It's official. I like Clay Matthews III. I really like him.
The kid has lived not only up to his billing, but to the exorbitant price paid for the extra first round pick in the draft. He's been all over the field, making sacks, making critical tackles, stripping the ball, and looking like he's having a blast doing it.
All the reason to like him. But I have one important reason why Matthews has my respect.
He's earned his spot. He's a starter and is playing like one.
This hasn't always been the case in the TT/MM regime. When you choose to build through the draft, eschewing free agency, there are a lot of times that young players are given jobs simply be default, and get that "NFL starter" title without necessarily doing much more than being drafted.
I know this is true for a lot of NFL teams, especially first-round picks. Young players are thrown into the mix to fill spots, even though most of us know that a draft class is supposed to be for the future, not the present.
But the Packers went through several years of throwing even mid-round picks into starting roles with very little competition. In 2006, the Packers drafted three mid-round offensive linemen (Colledge, Spitz, and Moll) and essentially gave them to rookie head coach Mike McCarthy as his starters. There was no one of note behind these guys, and so the guard positions were essentially filled without competition.
Even some of our first- and second- round picks have been given starting spots with no competition: Nick Collins, Greg Jennings, Brandon Jackson, and AJ Hawk. And before you play the "Aaron Rodgers sat on the bench for three years" card, do you honestly think he would have sat the bench had Favre retired (for good), even after the 2004 season? You think Rodgers would have watched while Ingle Martin took snaps under center?
Anyway, my point is not to belittle these guys, but to shower not only praise on Matthews, but in how he earned his way into a starting job instead of having it handed to him.
Early in the offseason, the two players trying to earn a spot opposite Aaron Kampman were Brady Poppinga and surprise upstart Jeremy Thompson. Clay was being touted as a "special teams maven" that would likely be the heir apparent for Kampman. Even so, I still worried that TT might be tempted to toss him in there earlier in order to defend the heavy price paid for him.

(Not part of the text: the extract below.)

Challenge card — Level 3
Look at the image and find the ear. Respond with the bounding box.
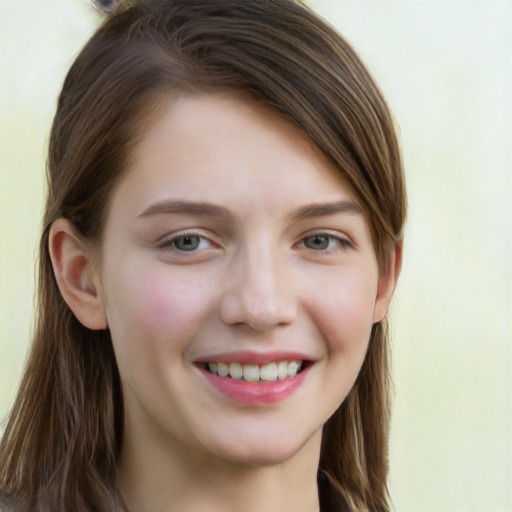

As preseason rolled around, Jeremy Thompson faded away and Poppinga appeared to be the man competing with Matthews for that spot. In the end, Poppinga got the start on opening day and began a stretch of mediocre performances.
Slowly, Matthews began to get a little more playing time, essentially blurring the line between who was the starter and who was the rotational player. By the time the Packers met the Lions in Week 6, Matthews was named the starter in the base defense. But he didn't just get the job because Poppinga was struggling.
He had been making plays in the first four games, including a key pressure against Jay Cutler in Week 1 that resulted in an interception, a sack of Carson Palmer in Week 2, and several passes defensed. But the big one was the strip of the ball from the best running back in football in Week 4, resulting in a stunned Adrian Peterson and a touchdown return for Matthews.
And since getting that start, Matthews has done everything except slow down.
He earned the Pepsi NFL Rookie of the Week honors in his first start against the Lions, and then again against Dallas in Week 9 when he forced and recovered two fumbles. In only nine starts, he leads the team with seven sacks. The last time a rookie linebacker led the team in sacks was 1986, when Tim Harris finished with eight.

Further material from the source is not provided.